図9には、孔開き積層シート21Aの要部平面図が示されている。本実施形態では、
図4に示される金型11を用いており、金型11の先端部15aの頭部の大きさは、径が1mmであり、超音波パンチング孔の孔径が概ね1mmである。この実施形態の同一のパンチング孔領域RAに形成された超音波パンチング孔PH1と超音波パンチング孔PH2との間隔(横間隔)は、4mmであり、また、超音波パンチング孔PH1(またはPH2)と超音波パンチング孔PH3との間隔は、4mmである。ここで、上記の孔PH1と孔PH2との間隔は、孔PH1の中心から孔PH2の中心までの間隔である。
超音波パンチング孔PH1の中心と超音波パンチング孔PH2の中心と超音波パンチング孔PH3の中心とを結ぶ線分により正三角形が形成される。
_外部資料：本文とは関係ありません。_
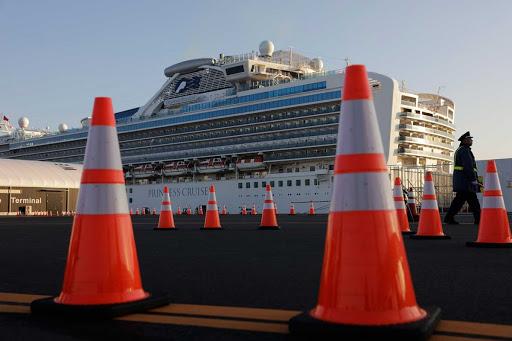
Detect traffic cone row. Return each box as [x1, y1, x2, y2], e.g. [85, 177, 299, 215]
[290, 204, 295, 215]
[466, 160, 512, 247]
[289, 65, 440, 340]
[31, 97, 169, 318]
[201, 185, 222, 230]
[308, 202, 316, 215]
[260, 184, 279, 230]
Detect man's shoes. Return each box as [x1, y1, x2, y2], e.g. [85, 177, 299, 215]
[444, 218, 459, 225]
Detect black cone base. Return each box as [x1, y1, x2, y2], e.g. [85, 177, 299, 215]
[258, 226, 280, 231]
[30, 294, 171, 320]
[466, 242, 512, 249]
[289, 307, 441, 341]
[409, 234, 452, 240]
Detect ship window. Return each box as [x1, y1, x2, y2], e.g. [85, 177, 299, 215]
[226, 65, 244, 75]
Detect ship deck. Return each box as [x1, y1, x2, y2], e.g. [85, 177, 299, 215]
[0, 215, 512, 340]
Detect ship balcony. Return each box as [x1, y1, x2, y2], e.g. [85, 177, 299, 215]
[398, 124, 455, 141]
[398, 136, 453, 151]
[398, 112, 455, 130]
[398, 147, 452, 162]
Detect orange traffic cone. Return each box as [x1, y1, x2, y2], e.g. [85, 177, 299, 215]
[407, 187, 420, 222]
[393, 177, 414, 234]
[308, 202, 316, 215]
[466, 160, 512, 247]
[31, 97, 169, 318]
[201, 185, 222, 230]
[289, 65, 440, 340]
[260, 184, 279, 230]
[411, 172, 450, 239]
[290, 204, 295, 215]
[153, 186, 176, 231]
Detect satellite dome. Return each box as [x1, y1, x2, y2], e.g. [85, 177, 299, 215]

本実施形態において超音波パンチング孔の縦間隔とは、例えば超音波パンチング孔PH3から、超音波パンチング孔PH1と超音波パンチング孔PH2を結ぶ線分までの距離を指す。別言すれば、縦間隔は上記正三角形の頂点PH3から、上記正三角形の底辺PH1-PH2に向けて引いた垂線の長さ(正三角形の高さ)であり、横間隔は上記正三角形の底辺の長さである。本実施形態では、縦間隔は、概ね4mm(2×√3mm)である。
なお、孔開き積層シートのパンチング孔領域RAにおける超音波パンチング孔については、超音波パンチング孔の縦間隔と横間隔は特に限定されないが、超音波パンチング孔が縦横に4mm以上8mm以下の間隔の分布密度で設けられてことが好ましく、4mm以上5mm以下に設定することがより好ましい。上記超音波パンチング孔の縦間隔(寸法)と横間隔(寸法)は一例に過ぎず、他の値を採用することができ、超音波パンチング孔の孔径や意匠を考慮して適宜設定することが可能である。また、超音波パンチング孔の孔径についても、「概ね1mm」という寸法は、一例に過ぎない。
【0036】
本実施形態の非パンチング領域RBでは、幅7mm以上の帯状領域(非パンチング領域RB)に超音波パンチング孔PHが無い構成を採用した。即ち、
図9の例では、非パンチング領域RBの幅wが概ね7mmであり、この幅wを挟む2つの超音波パンチング孔(例えばPH3)の端と超音波パンチング孔(例えばPH4)の端との間隔は7mmより僅かに長く設定した。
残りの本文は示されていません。